The work I completed independently involved: • Researching and completing a report on access to the Common, specifically focused on key entrances, bus transportation, bicycle transportation, and parking. This involved field work and direct observation, analyzing copies of public consultations and municipal plans, and using online sources regarding public transportation. • Developing redesigns of the entrances and the ease of access to the Common while taking into consideration the background reports, goals and objectives decided upon as a group, and guiding principles established through research. The map to the right is the final concept map created by the group. The image on the left is an example of the current state of an entrance to the Common.

I chose to focus on entrance points because they are important in improving the attractiveness of the Common, the connectivity to the surrounding area, and creating destination points within the space. A main aspect to access is not only how people get to the Common, but also how people get into the Common, therefore making the entrance areas significant.

The images on this page and the previous page are the final designs for two of the Common entrances. The design for the key entrances is meant to be consistent by using the same design elements while still creating unique and inviting areas.

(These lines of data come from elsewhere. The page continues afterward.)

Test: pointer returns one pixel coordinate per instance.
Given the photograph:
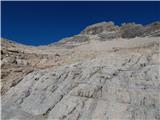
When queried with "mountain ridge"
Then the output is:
(93, 75)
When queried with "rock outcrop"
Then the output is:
(91, 76)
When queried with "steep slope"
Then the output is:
(86, 77)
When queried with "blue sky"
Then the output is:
(41, 23)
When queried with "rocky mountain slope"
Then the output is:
(107, 72)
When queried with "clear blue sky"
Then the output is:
(40, 23)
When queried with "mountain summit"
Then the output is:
(107, 72)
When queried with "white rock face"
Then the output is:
(96, 75)
(118, 82)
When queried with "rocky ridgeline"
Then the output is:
(106, 72)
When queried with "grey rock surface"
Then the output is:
(109, 79)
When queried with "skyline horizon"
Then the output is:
(42, 23)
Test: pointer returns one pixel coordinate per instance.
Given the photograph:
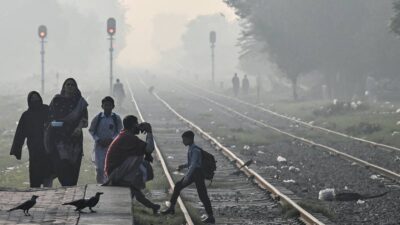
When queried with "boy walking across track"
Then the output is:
(104, 128)
(193, 175)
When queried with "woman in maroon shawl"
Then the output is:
(64, 139)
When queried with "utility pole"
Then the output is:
(111, 28)
(42, 31)
(213, 38)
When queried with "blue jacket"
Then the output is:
(194, 159)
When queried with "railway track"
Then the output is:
(235, 196)
(364, 152)
(298, 121)
(318, 169)
(381, 170)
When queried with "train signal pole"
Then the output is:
(111, 29)
(213, 38)
(42, 32)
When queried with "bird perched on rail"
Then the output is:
(248, 163)
(80, 204)
(26, 206)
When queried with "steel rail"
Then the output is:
(305, 216)
(375, 144)
(385, 172)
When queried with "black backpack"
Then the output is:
(208, 164)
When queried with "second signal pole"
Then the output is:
(42, 32)
(213, 38)
(111, 28)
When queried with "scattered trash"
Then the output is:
(327, 194)
(359, 201)
(280, 159)
(269, 167)
(178, 173)
(289, 181)
(293, 169)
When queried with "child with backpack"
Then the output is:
(195, 174)
(104, 128)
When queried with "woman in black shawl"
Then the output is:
(63, 139)
(31, 127)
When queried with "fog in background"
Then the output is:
(299, 48)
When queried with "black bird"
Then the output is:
(83, 203)
(26, 206)
(248, 163)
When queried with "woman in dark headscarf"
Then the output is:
(30, 127)
(64, 140)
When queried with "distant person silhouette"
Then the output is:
(245, 85)
(235, 85)
(119, 93)
(30, 127)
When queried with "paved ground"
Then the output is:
(114, 206)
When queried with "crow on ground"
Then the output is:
(248, 163)
(26, 206)
(83, 203)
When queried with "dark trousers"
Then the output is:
(140, 197)
(197, 178)
(66, 171)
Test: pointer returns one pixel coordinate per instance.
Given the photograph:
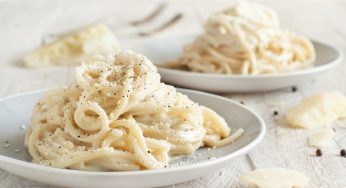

These renderings are examples of the final design of my independent portion created using information from the background reports, goals and objectives and the guiding principles. The objectives reached through the design are: • Create entrances which are inviting and unique to the Common • Create bus stops which are appropriate for every season and accessible to everyone • Include smaller scale lampposts at each key entrance that reflect history and identity of the Common • Include seating that reflects history and identity of the Common • Include bicycle racks that reflect history and identity of the Common • Incorporate native vegetation while keeping in mind every season and safety

The entrances include: • Inviting, paved space extending onto Common • Raised or textured crosswalks • Historical and human scale lighting • Seating designed with consideration of the history and identity of the Common • Bicycle racks designed with consideration of the history and identity of Common • Native vegetation – a variety of species suitable for different seasons • Focal point such as artwork, water feature, or historical plaque • Historical information

Renderings on this page were created in Google SketchUp.

Renderings on this page were created in Google SketchUp.